Le lendemain, il reprogramma le Directeur de vol pour faire deux transitions de la moitié du chemin du retour et donna un point d’émergence au-delà de leur planète.
Les heures précédant la plongée se passèrent en nouveaux tests, qui permirent à Katel de faire des calculs complexes d’où il ressortit que les gros cristaux, libres, captaient des émissions venant de toute la galaxie, sur plusieurs gammes d’ondes assez proches, même des Systèmes les plus lointains…
Les cristaux de taille moyenne, les plus nombreux, dans les boîtes Com reconstituant les fréquences, permettaient de capter des émissions venant de Constellations aussi éloignées que le Grand Chien ! Il resterait à étalonner ces quartz avec les Coms traditionnels pour correspondre, sauf si on gardait ces quartz pour des réseaux particuliers.
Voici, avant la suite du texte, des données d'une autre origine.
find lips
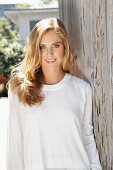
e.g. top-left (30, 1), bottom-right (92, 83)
top-left (45, 59), bottom-right (56, 63)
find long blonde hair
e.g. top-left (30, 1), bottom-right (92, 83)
top-left (9, 18), bottom-right (75, 106)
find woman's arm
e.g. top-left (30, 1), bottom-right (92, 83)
top-left (82, 83), bottom-right (102, 170)
top-left (6, 88), bottom-right (24, 170)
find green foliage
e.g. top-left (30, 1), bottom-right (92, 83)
top-left (0, 38), bottom-right (24, 77)
top-left (15, 3), bottom-right (33, 9)
top-left (38, 0), bottom-right (58, 7)
top-left (0, 17), bottom-right (24, 78)
top-left (0, 17), bottom-right (18, 40)
top-left (42, 0), bottom-right (54, 5)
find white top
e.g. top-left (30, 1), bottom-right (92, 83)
top-left (7, 73), bottom-right (102, 170)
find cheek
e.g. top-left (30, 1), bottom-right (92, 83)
top-left (59, 48), bottom-right (65, 59)
top-left (40, 52), bottom-right (47, 64)
top-left (40, 56), bottom-right (45, 65)
top-left (39, 54), bottom-right (44, 65)
top-left (40, 50), bottom-right (46, 58)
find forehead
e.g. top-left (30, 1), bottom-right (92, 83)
top-left (40, 30), bottom-right (62, 44)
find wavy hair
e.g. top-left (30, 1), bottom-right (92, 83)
top-left (9, 18), bottom-right (75, 106)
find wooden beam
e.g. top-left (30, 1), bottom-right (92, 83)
top-left (59, 0), bottom-right (113, 169)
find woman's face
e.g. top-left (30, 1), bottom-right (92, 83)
top-left (39, 29), bottom-right (65, 73)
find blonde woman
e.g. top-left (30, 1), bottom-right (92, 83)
top-left (7, 18), bottom-right (102, 170)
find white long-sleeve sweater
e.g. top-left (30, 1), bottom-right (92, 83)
top-left (7, 73), bottom-right (102, 170)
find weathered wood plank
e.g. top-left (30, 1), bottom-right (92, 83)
top-left (59, 0), bottom-right (113, 169)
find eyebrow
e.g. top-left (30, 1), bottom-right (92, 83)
top-left (40, 41), bottom-right (62, 46)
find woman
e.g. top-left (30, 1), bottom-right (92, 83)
top-left (7, 18), bottom-right (102, 170)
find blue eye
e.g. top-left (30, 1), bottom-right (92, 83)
top-left (53, 44), bottom-right (60, 48)
top-left (40, 46), bottom-right (46, 50)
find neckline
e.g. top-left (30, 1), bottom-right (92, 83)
top-left (42, 73), bottom-right (70, 91)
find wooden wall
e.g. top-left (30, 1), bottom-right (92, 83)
top-left (59, 0), bottom-right (113, 169)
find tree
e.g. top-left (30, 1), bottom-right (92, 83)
top-left (15, 3), bottom-right (33, 9)
top-left (0, 17), bottom-right (24, 77)
top-left (0, 17), bottom-right (25, 96)
top-left (0, 17), bottom-right (18, 40)
top-left (0, 38), bottom-right (24, 77)
top-left (37, 0), bottom-right (58, 8)
top-left (14, 0), bottom-right (58, 9)
top-left (42, 0), bottom-right (54, 5)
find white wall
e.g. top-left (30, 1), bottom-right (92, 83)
top-left (18, 10), bottom-right (59, 41)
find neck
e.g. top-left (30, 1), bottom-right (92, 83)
top-left (42, 70), bottom-right (65, 85)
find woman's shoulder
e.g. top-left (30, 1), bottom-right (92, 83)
top-left (67, 74), bottom-right (92, 99)
top-left (68, 73), bottom-right (91, 89)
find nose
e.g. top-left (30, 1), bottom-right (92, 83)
top-left (47, 47), bottom-right (54, 57)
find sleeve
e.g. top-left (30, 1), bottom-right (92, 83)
top-left (6, 89), bottom-right (24, 170)
top-left (82, 83), bottom-right (102, 170)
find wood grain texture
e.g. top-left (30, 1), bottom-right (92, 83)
top-left (59, 0), bottom-right (113, 169)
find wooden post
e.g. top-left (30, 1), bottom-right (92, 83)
top-left (59, 0), bottom-right (113, 169)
Néanmoins, ils allaient pouvoir en faire une récolte encore plus importante qu’ils ne l’avaient estimé. Resterait à déterminer qui leur paierait le prix le plus élevé, peut-être pour des réseaux à part, mais autorisant un secret absolu, sans demander leur provenance !
Pendant les deux plongées du retour, Ael étalonna la nouvelle rapidité de la Barge, remarquant qu’elle accélérait mieux, notamment à proximité de la vitesse luminique. Elle pénétrait en Relatif avec une puissance supérieure. Le Directeur de vol fut modifié.
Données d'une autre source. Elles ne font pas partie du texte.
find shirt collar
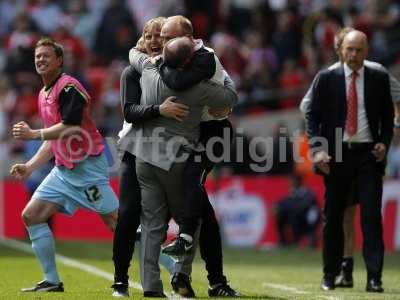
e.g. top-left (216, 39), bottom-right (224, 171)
top-left (194, 39), bottom-right (203, 51)
top-left (44, 72), bottom-right (64, 91)
top-left (344, 62), bottom-right (364, 78)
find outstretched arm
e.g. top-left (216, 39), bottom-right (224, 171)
top-left (12, 84), bottom-right (88, 141)
top-left (121, 65), bottom-right (160, 123)
top-left (121, 66), bottom-right (189, 123)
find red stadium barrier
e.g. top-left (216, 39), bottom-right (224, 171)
top-left (1, 176), bottom-right (399, 251)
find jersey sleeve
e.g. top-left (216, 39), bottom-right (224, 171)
top-left (58, 84), bottom-right (87, 125)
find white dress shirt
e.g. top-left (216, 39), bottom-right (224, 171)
top-left (343, 63), bottom-right (373, 142)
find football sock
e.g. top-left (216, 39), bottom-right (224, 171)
top-left (159, 252), bottom-right (176, 275)
top-left (27, 224), bottom-right (60, 284)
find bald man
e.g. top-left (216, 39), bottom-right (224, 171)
top-left (158, 15), bottom-right (229, 250)
top-left (301, 27), bottom-right (400, 289)
top-left (127, 34), bottom-right (237, 296)
top-left (163, 36), bottom-right (194, 68)
top-left (153, 16), bottom-right (239, 298)
top-left (305, 30), bottom-right (393, 293)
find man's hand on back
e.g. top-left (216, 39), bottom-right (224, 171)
top-left (160, 96), bottom-right (189, 122)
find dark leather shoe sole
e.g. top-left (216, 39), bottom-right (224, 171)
top-left (335, 279), bottom-right (353, 288)
top-left (366, 286), bottom-right (384, 293)
top-left (143, 291), bottom-right (166, 298)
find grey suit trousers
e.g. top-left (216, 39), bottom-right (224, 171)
top-left (136, 158), bottom-right (198, 292)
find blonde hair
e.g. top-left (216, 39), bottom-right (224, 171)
top-left (136, 37), bottom-right (145, 52)
top-left (142, 17), bottom-right (166, 37)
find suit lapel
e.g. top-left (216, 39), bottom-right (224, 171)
top-left (363, 66), bottom-right (373, 123)
top-left (335, 66), bottom-right (346, 126)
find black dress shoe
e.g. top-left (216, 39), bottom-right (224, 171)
top-left (335, 271), bottom-right (353, 288)
top-left (143, 291), bottom-right (166, 297)
top-left (366, 279), bottom-right (384, 293)
top-left (171, 272), bottom-right (196, 298)
top-left (111, 282), bottom-right (129, 297)
top-left (321, 276), bottom-right (335, 291)
top-left (162, 236), bottom-right (193, 257)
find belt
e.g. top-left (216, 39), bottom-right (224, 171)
top-left (343, 142), bottom-right (374, 151)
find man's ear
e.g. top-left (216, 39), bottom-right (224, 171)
top-left (58, 56), bottom-right (63, 68)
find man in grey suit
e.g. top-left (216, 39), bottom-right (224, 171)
top-left (120, 36), bottom-right (238, 296)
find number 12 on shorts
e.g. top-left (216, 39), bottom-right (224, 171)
top-left (84, 185), bottom-right (102, 203)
En se posant près du camp provisoire, l’atmosphère avait changé. Le soir, au dîner, ils discutèrent longtemps pour déterminer une méthode afin de répertorier les nids de cristaux. Ce fut Katel qui eut l’idée d’utiliser la Détection en la réglant pour réagir aux couleurs des cristaux. En volant à une dizaine de mètres au-dessus du sol, ils enregistreraient automatiquement les endroits et même les types de cristaux.
Dès le lendemain, ils convinrent qu’Ael partirait en Mob avec une sorte de gros caisson, derrière son siège pour entasser sa récolte, tandis que Michelli et Katel utiliseraient le Plateau. Et ils partiraient chacun d’un côté du campement, le long de la mer.
Au moment de partir, Michelli sortit fièrement deux sortes de calottes métalliques, sortes de passoires, munies de liens en plasto pour les attacher sous le menton ! Katel accepta immédiatement de mettre le sien en échangeant avec le lourd casque de combat et Ael rigola franchement en les voyant ainsi sur le Plateau.
Ils avaient convenu de s’appeler chaque heure, sur des gros cristaux, pour contrôler que tout allait bien. Ael prit la direction du désert, s’étonnant de voir de temps à autres ces petits arbustes rabougris mais pourvus de feuilles, pourtant. Il devait y avoir de l’eau dans le sous-sol.
Il tomba, en fin de matinée, sur un nid immense et mit deux heures à en ratisser le quart ! Il laissait les tout jeunes cristaux mais, à tout hasard, les dégageait du sable pour les placer en surface, exposés aux rayonnements solaires.
Curieusement les cristaux translucides étaient vraiment très rares. Pendant toute la journée, il n’en trouva qu’un, de trois centimètres seulement, aux trois quarts ensablé. Cela avait été de la chance de l’apercevoir dans le sable.
Cela faisait deux mois qu’ils récoltaient des cristaux. Au fur et à mesure, ils les pesaient pour les classer par catégories de poids. Mais veillaient à les ranger, systématiquement par deux de mêmes dimensions, un écarlate et un vert.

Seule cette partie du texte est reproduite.